Error on my json


(ridwan syarifudin) #1

this is my code for simulate
</>
POST _ingest/pipeline/_simulate
{
"pipeline": {
"description": "parsing master produk indexing",
"processors": [
{
"grok": {
"field": "message",
"patterns": [
"""%{NUMBER:id_product};"%{DATA:code_product}";"%{DATA:name_product}";"%{DATA:satuan_product}";"%{DATA:merek_vehicle}";"%{DATA:jenis_vehicle}";"%{DATA:merek_product}";"%{DATA:part_number}";%{NUMBER:weight};"%{DATA:unit_weight}""""
]
}
},
{
"remove": {
"field": "message"
}
}
]
},

"docs": [
{
"_index": "master_product_info",
"_type": "message",
"_id": "AVvJZVQEBr2flFKzrrkr",
"_score": 1,
"_source": {
"message": """42305;"FX4PER000501I";"PER DPN F-50 DH-0005-01 48110-87624-01 MITS";"PCS";"DAIHATSU";"";"INDOSPRING";"";;"""""
}
}
]
}
</>

somehow i got an error like this
</>
{
"error": {
"root_cause": [
{
"type": "parse_exception",
"reason": "Failed to parse content to map"
}
],
"type": "parse_exception",
"reason": "Failed to parse content to map",
"caused_by": {
"type": "json_parse_exception",
"reason": "Unexpected character ('"' (code 34)): was expecting comma to separate Array entries\n at [Source: org.elasticsearch.transport.netty4.ByteBufStreamInput@421e7b4e; line: 9, column: 254]"
}
},
"status": 400
}
</>

how do i fix this?? please help


(Gabriel Tessier) #2

Hi, I tried with a 6.5 version I don't know which version you run but the code below is not returning error.

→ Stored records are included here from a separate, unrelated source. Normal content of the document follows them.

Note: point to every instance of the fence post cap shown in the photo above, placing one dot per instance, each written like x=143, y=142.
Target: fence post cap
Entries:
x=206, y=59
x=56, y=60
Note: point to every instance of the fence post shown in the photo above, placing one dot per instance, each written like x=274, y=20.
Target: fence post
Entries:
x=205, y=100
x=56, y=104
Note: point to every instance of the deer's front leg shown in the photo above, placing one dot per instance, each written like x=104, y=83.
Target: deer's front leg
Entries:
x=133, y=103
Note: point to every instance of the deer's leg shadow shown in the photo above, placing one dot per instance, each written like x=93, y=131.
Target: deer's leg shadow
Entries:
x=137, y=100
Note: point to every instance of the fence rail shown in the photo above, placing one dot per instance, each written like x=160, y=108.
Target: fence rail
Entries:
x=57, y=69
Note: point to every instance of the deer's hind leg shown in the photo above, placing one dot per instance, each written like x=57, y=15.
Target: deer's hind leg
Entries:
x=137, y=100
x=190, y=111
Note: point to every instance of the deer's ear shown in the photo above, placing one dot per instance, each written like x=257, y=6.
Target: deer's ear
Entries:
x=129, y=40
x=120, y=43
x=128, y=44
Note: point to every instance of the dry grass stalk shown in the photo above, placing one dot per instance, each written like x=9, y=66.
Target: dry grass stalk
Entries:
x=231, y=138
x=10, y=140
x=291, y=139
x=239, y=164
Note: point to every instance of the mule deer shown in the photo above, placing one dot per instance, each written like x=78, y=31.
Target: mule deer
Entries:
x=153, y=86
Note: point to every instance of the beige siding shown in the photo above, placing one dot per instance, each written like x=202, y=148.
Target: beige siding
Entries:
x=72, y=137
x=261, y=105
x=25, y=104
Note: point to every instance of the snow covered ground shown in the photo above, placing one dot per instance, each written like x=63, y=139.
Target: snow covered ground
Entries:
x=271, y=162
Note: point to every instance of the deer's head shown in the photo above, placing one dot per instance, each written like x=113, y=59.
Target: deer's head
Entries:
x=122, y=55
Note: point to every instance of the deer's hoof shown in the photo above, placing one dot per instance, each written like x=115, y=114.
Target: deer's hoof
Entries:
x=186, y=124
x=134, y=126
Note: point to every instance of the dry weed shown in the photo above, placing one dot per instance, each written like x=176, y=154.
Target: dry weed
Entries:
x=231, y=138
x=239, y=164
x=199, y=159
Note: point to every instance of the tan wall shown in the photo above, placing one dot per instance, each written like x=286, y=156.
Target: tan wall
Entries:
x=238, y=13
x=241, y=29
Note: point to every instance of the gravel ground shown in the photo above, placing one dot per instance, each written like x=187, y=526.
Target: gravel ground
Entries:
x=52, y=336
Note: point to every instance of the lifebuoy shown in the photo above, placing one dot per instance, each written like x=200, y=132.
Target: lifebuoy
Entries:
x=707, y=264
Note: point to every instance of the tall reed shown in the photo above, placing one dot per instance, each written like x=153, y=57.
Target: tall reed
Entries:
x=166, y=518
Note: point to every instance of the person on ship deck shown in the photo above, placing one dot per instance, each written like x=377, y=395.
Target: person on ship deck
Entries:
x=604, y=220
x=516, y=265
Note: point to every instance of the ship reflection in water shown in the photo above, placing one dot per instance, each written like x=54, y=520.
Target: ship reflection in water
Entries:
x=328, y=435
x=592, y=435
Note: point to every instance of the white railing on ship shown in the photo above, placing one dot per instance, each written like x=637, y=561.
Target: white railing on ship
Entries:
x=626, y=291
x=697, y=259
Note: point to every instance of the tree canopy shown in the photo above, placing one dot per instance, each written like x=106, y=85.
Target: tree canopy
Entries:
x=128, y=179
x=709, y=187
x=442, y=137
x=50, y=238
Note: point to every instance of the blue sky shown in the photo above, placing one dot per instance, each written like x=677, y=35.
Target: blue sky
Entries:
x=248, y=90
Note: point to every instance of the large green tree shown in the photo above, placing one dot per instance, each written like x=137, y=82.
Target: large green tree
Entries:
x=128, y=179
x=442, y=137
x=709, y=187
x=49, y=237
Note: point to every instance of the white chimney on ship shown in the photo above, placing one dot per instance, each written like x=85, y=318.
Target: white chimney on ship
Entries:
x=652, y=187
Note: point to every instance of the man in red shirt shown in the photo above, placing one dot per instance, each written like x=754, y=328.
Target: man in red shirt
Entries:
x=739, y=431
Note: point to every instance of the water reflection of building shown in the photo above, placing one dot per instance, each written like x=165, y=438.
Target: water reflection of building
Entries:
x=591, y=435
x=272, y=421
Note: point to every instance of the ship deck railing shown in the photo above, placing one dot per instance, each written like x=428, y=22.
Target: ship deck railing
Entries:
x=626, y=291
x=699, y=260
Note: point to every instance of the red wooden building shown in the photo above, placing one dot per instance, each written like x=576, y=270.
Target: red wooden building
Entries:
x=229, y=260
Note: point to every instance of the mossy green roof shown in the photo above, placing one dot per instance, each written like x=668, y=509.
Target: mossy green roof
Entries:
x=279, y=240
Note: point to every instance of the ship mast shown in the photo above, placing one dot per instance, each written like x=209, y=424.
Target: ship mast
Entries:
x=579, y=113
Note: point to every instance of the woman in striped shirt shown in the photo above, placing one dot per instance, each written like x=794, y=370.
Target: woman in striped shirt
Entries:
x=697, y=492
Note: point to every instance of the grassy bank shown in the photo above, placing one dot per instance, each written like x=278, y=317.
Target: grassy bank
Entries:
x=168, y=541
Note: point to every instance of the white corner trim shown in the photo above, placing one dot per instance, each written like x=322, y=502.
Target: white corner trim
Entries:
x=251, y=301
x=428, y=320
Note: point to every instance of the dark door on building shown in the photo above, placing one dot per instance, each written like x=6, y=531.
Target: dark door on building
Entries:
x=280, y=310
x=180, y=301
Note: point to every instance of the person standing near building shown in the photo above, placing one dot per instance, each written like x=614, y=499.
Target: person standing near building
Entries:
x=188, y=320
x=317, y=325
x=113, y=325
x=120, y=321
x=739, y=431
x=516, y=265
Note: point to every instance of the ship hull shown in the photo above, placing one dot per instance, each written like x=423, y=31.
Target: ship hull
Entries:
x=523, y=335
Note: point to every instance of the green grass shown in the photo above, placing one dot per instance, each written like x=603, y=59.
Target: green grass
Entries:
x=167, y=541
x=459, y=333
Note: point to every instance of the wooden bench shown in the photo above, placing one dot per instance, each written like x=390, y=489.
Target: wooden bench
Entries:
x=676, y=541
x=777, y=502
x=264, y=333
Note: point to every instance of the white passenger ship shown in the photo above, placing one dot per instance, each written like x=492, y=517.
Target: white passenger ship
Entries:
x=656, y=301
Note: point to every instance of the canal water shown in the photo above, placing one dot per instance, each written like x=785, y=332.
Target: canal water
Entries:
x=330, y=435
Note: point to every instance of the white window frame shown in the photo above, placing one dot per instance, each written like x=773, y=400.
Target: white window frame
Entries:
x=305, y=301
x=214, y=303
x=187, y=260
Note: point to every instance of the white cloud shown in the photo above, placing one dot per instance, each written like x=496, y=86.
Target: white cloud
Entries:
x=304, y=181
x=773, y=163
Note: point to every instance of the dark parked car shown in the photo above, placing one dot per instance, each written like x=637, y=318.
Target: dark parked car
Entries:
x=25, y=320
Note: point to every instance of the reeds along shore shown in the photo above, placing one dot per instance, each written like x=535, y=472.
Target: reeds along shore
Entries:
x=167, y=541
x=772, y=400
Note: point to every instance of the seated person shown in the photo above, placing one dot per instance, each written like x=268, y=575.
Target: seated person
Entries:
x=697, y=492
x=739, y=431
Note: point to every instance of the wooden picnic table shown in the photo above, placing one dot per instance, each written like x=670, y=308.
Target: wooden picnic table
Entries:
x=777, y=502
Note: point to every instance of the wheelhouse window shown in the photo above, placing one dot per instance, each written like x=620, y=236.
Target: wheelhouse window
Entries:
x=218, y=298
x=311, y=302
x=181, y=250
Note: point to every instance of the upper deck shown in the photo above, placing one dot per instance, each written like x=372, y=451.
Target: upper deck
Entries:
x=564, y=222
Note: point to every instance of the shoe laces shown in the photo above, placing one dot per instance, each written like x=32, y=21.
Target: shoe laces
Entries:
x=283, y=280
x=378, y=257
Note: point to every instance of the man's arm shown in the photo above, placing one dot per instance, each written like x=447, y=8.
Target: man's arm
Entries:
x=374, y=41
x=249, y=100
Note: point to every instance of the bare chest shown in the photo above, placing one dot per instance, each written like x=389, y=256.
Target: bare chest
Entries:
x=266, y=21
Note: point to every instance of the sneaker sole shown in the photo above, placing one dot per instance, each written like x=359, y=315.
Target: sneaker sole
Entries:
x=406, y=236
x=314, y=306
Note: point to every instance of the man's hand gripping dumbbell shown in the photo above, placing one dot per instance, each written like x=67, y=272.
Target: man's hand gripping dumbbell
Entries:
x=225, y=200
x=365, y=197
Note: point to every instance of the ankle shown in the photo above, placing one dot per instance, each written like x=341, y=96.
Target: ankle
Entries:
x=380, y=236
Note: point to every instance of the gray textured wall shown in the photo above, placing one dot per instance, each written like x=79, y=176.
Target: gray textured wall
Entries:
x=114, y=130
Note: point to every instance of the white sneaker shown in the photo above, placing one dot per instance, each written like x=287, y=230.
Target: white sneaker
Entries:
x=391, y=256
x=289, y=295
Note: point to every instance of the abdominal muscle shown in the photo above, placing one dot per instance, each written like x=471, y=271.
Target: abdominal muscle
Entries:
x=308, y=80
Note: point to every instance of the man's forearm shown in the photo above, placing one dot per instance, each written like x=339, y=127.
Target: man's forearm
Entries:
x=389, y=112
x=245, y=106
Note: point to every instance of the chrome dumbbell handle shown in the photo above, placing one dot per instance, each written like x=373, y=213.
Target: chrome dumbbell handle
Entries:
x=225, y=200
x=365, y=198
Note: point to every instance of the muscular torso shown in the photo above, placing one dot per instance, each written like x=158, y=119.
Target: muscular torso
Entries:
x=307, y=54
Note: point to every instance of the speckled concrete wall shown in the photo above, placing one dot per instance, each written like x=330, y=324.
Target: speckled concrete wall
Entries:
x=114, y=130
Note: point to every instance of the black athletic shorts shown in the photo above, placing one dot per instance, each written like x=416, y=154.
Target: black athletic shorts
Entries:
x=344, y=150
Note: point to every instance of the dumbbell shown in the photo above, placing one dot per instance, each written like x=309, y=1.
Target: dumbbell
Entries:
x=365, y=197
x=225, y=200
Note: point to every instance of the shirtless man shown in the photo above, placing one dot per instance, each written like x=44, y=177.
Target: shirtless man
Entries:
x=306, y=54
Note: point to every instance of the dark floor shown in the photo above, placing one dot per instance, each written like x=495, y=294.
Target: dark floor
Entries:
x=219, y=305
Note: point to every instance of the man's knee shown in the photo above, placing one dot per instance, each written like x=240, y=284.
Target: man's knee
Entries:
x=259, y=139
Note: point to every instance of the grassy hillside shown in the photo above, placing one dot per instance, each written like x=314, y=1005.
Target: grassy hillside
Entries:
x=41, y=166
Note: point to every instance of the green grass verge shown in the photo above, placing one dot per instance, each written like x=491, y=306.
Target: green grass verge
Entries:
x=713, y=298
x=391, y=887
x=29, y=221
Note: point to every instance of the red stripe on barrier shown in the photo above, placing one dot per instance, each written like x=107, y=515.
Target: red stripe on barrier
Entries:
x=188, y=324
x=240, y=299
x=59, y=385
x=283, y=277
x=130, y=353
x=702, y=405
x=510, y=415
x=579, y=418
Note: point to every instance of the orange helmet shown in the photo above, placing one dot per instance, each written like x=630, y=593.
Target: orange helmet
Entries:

POST _ingest/pipeline/_simulate
{
  "pipeline": {
    "description": "parsing master produk indexing",
    "processors": [
      {
        "grok": {
          "field": "message",
          "patterns": [
            """%{NUMBER:id_product};"%{DATA:code_product}";"%{DATA:name_product}";"%{DATA:satuan_product}";"%{DATA:merek_vehicle}";"%{DATA:jenis_vehicle}";"%{DATA:merek_product}";"%{DATA:part_number}";%{NUMBER:weight};"%{DATA:unit_weight}"
            """
          ]
        }
      },
      {
        "remove": {
          "field": "message"
        }
      }
    ]
  },
  "docs": [
    {
      "_index": "master_product_info",
      "_type": "message",
      "_id": "AVvJZVQEBr2flFKzrrkr",
      "_score": 1,
      "_source": {
        "message": """   42305;"FX4PER000501I";"PER DPN F-50 DH-0005-01 48110-87624-01 MITS";"PCS";"DAIHATSU";"";"INDOSPRING";"";0;""
        """
      }
    }
  ]
}

I added a blank line at the end of the content with """ otherwise kibana dev tools return error. Look like you can't have more than 3 following on the same line without kibana raise a syntar error.
I also added 0 for the weight.

Can you check with your version?

EDIT>>>
Forget to put the returned result

{
  "docs" : [
    {
      "doc" : {
        "_index" : "master_product_info",
        "_type" : "message",
        "_id" : "AVvJZVQEBr2flFKzrrkr",
        "_source" : {
          "name_product" : "PER DPN F-50 DH-0005-01 48110-87624-01 MITS",
          "jenis_vehicle" : "",
          "satuan_product" : "PCS",
          "weight" : "0",
          "id_product" : "42305",
          "merek_vehicle" : "DAIHATSU",
          "code_product" : "FX4PER000501I",
          "merek_product" : "INDOSPRING",
          "part_number" : "",
          "unit_weight" : ""
        },
        "_ingest" : {
          "timestamp" : "2019-04-15T03:20:58.893Z"
        }
      }
    }
  ]
}

(ridwan syarifudin) #3

thank you so much sir for your help, let me try your answer


(ridwan syarifudin) #4

sir can i ask you one question?

PUT _template/product_template

{
"index_patterns": ["master_product*"],
"settings": {
"number_of_shards": 1
},
"mappings": {
"message": {
"properties": {
"id_product": {
"type": "keyword"
},
"code_product": {
"type": "keyword"
},
"satuan_product": {
"type": "text"
},
"merek_vehicle": {
"type": "text"
},
"jenis_vehicle": {
"type": "text"
},
"merek_product": {
"type": "text"
},
"part_number": {
"type": "text"
},
"weight": {
"type": "float"
},
"unit_weight": {
"type": "text"
}
}
}
}
}

do you think my indexing document is correct?


(Gabriel Tessier) #5

According to your example document "id_product": is integer so better to use int (or better depends on the size you expect to have) instead of keyword.

More about numeric datatype in doc:
https://www.elastic.co/guide/en/elasticsearch/reference/current/number.html

Also for the text fields I think it's better to use multi-fields

"merek_vehicle": {
"type": "text",
"fields":{
          "raw":{
              "type": "keyword",
               "ignore_above": 256
          },
}....

it will allow you to use the field in aggregations.

More about multi-fields in the doc: https://www.elastic.co/guide/en/elasticsearch/reference/current/multi-fields.html

Hope it help.


(ridwan syarifudin) #6

thank you so much sir